Answer
(a) Minimum required speed of the rock, $u_{min}=13.3 \space m/s$
(b) Rock lands on the ground at distance $D=3.75 \space m$ from the fence.
Work Step by Step
(a) Using equation of trajectory,
$y=xtan\theta-\frac{gx^2}{2u^2cos^2\theta}$
At $x=14\space m$, minimum value of y is, $ y=5.0-1.6=3.4\space m$ .

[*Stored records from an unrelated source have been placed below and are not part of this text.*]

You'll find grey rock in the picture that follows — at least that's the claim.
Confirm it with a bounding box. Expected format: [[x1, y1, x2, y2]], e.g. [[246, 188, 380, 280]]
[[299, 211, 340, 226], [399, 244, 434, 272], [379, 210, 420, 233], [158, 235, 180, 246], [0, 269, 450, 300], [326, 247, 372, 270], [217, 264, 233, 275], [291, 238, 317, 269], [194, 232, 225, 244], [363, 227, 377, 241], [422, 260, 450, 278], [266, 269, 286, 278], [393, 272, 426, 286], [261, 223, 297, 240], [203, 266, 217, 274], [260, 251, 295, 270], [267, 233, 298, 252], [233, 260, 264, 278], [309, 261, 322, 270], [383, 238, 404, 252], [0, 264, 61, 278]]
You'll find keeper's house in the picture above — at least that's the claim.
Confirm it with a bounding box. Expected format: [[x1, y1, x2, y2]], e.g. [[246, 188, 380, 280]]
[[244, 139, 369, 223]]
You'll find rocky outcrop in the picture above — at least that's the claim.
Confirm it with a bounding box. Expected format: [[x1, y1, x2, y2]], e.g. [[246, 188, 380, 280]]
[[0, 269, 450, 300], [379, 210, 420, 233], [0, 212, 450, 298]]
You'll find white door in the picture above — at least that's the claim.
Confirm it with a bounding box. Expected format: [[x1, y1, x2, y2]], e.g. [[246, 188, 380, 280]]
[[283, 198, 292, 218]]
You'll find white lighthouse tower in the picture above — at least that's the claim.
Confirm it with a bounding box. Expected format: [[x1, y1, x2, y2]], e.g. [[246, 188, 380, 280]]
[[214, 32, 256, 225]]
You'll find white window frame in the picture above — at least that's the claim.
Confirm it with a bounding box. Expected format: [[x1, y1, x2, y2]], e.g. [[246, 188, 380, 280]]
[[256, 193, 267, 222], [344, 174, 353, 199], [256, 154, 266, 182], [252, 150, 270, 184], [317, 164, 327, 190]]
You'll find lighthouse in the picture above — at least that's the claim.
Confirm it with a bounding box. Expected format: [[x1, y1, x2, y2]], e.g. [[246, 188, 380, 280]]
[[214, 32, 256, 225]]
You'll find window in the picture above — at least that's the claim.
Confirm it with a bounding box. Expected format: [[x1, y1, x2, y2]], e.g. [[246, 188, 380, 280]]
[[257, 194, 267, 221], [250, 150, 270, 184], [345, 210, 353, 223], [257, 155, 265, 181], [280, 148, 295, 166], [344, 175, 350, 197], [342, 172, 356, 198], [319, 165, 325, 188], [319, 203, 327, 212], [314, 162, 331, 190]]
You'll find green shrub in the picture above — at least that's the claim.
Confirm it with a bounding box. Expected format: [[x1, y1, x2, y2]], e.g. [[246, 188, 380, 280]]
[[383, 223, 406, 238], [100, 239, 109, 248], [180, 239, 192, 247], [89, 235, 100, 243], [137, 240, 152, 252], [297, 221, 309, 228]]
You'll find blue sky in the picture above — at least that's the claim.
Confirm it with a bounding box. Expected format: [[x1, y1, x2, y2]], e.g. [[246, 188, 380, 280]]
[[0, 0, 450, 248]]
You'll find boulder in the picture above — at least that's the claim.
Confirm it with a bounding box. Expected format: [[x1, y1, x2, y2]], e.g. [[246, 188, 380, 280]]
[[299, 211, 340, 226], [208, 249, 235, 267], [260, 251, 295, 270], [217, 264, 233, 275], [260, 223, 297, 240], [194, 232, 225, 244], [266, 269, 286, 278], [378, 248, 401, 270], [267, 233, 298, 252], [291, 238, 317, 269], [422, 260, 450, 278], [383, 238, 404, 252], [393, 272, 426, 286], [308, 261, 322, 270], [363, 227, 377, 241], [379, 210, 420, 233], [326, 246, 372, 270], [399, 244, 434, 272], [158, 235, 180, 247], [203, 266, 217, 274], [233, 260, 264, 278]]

So, $3.4=14tan56^0-\frac{9.8\times14^2}{2u^2cos^256^0}\Rightarrow u_{min}=\sqrt \frac{9.8\times14^2}{2u^2cos^256^0(14tan56^0-3.4)}=13.3 \space m/s$
(b) When ball falls on the ground, $y=-1.6\space m$ with respect to point of projection,
So using equation of trajectory,
$y=xtan\theta-\frac{gx^2}{2u^2cos^2\theta} \Rightarrow -1.6=xtan56^0-\frac{9.8\times x^2}{2\times13.3^2cos^256^0}$
Solving this quadratic equation in x, we positive solution of x as, $x=17.75\space m$.
So, rock lands on the ground at distance $D=17.75-14=3.75 \space m$ from the fence.